Derivatives Deconstructed

Mon, Oct 25, 2010 - 10:20am

Derivatives Deconstructed

In a sense, the term “derivatives” has become a ‘catch-all’ to broadly define most, if not all, that ails our financial system.

Few people realize that derivatives have their roots in the agri-complex. From an historical context, it was agricultural commodities futures [mainly grain] that first gained traction as viable financial instruments. The genesis of these products dates back to the founding of the Chicago Board of Trade [CBT] in the mid-eighteen hundreds.
First and foremost, what is a derivative?

Derivatives are financial instruments whose values depend on the value of other underlying financial instruments. The main types of derivatives are futures, forwards, options and swaps.
The main use of derivatives is to reduce risk for one party.

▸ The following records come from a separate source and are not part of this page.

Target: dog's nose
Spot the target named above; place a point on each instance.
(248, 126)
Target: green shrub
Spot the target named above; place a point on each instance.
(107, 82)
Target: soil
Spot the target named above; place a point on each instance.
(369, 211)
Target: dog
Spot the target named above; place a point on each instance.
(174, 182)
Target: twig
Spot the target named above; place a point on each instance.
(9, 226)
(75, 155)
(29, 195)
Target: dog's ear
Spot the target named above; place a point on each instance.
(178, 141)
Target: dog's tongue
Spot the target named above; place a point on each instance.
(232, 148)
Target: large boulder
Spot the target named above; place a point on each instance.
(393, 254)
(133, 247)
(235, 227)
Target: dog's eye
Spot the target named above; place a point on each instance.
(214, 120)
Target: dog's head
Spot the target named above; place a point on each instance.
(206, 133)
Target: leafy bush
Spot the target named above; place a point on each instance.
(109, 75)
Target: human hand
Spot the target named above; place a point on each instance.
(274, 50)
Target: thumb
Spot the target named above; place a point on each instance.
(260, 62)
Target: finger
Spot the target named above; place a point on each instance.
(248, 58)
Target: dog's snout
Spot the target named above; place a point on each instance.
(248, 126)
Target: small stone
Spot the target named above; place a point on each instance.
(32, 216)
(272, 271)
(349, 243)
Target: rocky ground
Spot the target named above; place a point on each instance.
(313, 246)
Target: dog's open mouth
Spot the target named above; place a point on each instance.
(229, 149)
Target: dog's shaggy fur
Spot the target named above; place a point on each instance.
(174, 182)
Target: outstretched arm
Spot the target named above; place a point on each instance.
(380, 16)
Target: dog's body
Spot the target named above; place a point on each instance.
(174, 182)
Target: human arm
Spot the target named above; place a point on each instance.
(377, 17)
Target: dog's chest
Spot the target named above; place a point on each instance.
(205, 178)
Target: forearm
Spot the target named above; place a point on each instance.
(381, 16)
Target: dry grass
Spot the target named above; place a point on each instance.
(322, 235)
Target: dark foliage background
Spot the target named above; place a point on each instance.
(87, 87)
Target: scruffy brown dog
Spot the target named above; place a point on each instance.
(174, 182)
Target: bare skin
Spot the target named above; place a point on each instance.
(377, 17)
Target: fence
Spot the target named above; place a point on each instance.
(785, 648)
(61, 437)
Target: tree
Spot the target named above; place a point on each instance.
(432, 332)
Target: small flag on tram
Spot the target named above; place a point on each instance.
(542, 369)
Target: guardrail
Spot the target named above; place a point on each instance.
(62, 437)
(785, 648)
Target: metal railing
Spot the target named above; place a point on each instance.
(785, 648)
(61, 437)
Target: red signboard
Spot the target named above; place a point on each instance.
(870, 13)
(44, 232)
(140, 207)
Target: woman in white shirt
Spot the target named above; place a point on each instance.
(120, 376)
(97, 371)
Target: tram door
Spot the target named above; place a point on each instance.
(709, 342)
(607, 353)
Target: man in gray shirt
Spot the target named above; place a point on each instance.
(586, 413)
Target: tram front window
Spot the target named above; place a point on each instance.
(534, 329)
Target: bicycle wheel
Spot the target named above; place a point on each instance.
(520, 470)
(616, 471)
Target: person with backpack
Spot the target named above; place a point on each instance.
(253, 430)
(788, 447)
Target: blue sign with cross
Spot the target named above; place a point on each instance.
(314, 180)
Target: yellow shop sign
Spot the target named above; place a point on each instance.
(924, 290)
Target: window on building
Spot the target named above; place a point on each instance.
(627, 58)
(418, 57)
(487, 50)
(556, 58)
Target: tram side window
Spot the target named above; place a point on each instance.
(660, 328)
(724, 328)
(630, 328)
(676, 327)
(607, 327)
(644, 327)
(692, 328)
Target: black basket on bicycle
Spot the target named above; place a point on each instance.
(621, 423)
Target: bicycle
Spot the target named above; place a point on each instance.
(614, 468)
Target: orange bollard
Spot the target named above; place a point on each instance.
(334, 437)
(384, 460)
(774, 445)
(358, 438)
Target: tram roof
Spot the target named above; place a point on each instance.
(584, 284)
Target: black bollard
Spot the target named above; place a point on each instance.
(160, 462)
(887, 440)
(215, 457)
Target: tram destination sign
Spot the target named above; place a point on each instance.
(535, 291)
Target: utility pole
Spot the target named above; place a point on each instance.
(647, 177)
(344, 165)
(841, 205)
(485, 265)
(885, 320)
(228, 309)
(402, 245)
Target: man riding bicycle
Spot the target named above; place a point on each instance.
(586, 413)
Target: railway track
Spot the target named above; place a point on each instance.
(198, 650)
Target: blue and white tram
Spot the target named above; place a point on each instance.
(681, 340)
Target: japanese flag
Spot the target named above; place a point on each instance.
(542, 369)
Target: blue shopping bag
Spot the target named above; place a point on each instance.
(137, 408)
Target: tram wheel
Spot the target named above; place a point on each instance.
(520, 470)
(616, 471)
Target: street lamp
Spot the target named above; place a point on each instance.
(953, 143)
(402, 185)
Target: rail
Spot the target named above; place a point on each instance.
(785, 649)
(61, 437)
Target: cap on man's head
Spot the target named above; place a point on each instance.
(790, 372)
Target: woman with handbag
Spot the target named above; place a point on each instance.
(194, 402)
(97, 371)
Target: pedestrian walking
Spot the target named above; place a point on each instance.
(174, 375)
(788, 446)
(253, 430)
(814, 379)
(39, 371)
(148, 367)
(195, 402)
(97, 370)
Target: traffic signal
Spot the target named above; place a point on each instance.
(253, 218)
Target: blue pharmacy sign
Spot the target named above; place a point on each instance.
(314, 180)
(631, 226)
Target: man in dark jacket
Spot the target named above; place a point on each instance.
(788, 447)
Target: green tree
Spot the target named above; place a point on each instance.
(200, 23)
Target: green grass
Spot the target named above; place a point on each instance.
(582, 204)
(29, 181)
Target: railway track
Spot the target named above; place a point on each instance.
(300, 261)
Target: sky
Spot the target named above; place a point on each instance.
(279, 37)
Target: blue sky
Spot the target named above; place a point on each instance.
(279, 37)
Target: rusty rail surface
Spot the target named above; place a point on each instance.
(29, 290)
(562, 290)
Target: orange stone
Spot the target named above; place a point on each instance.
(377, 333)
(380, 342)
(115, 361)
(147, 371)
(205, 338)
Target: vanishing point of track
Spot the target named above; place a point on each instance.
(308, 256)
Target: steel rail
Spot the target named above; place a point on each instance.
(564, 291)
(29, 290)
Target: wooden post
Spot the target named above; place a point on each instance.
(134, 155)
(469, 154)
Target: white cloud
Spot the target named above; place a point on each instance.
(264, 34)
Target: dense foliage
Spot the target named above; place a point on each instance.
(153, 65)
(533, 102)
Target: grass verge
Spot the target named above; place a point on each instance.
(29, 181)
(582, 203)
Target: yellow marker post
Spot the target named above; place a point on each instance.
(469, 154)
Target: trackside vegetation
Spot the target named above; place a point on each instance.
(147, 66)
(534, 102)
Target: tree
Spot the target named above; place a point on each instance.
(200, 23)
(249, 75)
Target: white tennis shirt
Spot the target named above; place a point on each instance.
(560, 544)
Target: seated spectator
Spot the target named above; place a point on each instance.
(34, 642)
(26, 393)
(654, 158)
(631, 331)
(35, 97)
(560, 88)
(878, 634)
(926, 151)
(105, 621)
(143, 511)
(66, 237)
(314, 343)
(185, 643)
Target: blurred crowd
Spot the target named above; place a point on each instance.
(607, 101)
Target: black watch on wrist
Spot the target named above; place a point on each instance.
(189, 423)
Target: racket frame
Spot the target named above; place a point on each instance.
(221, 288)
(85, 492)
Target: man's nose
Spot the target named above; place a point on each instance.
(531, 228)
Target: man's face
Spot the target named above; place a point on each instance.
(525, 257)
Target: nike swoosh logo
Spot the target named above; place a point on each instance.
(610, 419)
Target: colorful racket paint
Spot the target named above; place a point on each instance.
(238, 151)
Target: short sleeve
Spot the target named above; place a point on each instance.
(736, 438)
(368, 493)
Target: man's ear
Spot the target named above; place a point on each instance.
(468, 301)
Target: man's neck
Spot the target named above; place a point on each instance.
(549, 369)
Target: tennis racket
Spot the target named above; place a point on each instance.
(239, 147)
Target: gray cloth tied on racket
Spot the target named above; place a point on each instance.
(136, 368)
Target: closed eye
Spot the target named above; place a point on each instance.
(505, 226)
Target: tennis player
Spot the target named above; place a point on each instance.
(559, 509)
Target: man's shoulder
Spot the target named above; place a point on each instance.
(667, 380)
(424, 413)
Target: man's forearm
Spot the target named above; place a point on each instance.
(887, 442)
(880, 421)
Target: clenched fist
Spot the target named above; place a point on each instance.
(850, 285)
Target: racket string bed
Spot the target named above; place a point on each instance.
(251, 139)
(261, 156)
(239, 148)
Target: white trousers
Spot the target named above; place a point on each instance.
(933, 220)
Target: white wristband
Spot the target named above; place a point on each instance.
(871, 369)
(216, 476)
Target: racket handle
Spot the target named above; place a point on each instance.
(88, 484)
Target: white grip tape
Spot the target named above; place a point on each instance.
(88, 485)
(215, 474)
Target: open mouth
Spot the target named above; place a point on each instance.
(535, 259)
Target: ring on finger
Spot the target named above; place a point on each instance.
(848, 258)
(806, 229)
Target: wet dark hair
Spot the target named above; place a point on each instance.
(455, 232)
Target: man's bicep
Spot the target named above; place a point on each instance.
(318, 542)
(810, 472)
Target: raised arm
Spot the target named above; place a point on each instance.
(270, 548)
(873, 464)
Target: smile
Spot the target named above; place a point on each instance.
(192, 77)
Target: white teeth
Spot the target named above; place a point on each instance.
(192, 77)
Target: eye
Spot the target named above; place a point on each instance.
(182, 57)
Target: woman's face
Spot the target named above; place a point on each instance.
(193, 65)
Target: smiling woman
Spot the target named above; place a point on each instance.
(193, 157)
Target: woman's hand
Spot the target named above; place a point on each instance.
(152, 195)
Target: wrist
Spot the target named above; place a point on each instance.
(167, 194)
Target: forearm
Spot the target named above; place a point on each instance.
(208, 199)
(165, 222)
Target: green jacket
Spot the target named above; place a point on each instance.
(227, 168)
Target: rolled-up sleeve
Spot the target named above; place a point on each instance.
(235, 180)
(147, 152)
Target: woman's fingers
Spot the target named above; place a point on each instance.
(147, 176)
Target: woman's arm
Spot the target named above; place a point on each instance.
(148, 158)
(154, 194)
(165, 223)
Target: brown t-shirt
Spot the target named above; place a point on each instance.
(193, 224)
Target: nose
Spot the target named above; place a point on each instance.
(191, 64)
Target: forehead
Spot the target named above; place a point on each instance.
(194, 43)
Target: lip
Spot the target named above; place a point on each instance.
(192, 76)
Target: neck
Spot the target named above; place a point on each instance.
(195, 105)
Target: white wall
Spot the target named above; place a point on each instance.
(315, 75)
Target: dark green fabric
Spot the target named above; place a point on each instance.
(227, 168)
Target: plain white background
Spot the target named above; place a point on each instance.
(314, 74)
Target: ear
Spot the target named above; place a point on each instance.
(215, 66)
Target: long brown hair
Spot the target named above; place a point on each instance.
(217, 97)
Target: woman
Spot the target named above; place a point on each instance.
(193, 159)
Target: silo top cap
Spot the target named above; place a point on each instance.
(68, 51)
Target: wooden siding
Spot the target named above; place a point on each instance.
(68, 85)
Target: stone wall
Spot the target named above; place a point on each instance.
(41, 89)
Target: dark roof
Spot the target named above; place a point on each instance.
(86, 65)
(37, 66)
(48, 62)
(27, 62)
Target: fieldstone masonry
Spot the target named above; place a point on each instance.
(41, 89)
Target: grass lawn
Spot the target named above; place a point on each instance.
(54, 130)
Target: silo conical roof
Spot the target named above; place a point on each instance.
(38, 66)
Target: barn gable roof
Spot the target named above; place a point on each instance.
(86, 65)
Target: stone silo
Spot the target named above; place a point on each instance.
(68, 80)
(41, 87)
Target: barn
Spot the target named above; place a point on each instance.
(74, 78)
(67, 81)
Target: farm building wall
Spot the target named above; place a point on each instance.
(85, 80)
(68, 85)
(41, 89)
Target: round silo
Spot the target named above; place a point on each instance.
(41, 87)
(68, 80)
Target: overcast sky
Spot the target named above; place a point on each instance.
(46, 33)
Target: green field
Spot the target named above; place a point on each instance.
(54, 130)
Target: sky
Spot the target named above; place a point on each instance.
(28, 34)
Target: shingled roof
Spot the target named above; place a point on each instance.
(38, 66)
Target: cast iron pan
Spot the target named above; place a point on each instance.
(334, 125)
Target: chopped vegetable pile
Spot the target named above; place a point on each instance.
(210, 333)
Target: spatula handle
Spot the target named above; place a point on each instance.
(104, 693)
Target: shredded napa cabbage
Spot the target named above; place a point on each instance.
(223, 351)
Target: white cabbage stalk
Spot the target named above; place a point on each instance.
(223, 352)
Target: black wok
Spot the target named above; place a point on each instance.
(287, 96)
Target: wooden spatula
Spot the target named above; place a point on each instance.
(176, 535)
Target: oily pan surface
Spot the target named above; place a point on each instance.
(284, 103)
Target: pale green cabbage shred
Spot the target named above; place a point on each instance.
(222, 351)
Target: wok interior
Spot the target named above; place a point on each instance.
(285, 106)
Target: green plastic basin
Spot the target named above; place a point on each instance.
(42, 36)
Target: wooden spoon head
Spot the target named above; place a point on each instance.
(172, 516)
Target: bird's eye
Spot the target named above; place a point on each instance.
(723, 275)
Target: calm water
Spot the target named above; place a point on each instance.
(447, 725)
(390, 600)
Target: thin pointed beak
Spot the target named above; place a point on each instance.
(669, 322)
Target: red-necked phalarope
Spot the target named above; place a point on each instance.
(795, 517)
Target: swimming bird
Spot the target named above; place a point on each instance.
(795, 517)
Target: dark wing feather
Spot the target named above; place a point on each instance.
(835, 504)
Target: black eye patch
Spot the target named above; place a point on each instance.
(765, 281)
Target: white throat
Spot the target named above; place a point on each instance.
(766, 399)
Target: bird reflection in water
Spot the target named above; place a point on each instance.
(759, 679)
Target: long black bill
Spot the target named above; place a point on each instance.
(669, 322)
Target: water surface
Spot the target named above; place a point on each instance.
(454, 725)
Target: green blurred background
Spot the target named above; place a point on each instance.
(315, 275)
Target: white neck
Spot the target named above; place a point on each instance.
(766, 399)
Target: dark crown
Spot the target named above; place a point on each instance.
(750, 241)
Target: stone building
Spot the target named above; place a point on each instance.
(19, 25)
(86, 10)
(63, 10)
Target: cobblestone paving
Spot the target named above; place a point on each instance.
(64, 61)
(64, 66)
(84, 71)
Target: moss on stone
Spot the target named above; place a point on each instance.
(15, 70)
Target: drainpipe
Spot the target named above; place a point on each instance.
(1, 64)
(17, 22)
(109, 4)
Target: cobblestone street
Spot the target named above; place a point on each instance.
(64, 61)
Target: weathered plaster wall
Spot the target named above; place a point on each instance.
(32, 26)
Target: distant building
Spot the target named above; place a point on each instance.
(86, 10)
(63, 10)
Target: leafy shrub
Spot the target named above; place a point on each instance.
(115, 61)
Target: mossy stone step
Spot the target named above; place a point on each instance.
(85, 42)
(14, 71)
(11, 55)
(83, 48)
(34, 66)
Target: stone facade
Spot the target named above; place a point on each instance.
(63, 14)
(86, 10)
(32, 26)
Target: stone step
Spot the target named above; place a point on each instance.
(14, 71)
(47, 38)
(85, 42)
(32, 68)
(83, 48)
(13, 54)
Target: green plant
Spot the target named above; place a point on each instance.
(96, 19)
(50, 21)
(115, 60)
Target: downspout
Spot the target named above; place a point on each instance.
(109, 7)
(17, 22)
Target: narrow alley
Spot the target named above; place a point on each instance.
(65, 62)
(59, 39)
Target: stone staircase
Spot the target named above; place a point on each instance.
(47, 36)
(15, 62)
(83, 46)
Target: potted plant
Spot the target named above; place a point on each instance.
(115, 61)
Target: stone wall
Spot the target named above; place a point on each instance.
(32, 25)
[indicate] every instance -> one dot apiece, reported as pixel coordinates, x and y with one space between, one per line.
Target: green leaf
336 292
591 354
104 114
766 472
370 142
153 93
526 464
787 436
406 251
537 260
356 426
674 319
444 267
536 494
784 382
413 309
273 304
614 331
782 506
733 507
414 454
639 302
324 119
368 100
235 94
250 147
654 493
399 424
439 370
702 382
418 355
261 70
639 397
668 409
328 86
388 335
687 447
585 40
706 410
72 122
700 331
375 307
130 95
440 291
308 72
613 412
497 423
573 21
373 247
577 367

The diverse range of potential underlying assets and pay-off alternatives leads to a wide range of derivatives contracts available to be traded in the market. Derivatives can be based on different types of assets such as commodities, equities (stocks), residential mortgages, commercial real estate loans, bonds, interest rates, exchange rates, or indices (such as a stock market index, consumer price index (CPI) — see inflation derivatives — or even an index of weather conditions, or other derivatives). Credit derivatives have become an increasingly large part of the derivative market.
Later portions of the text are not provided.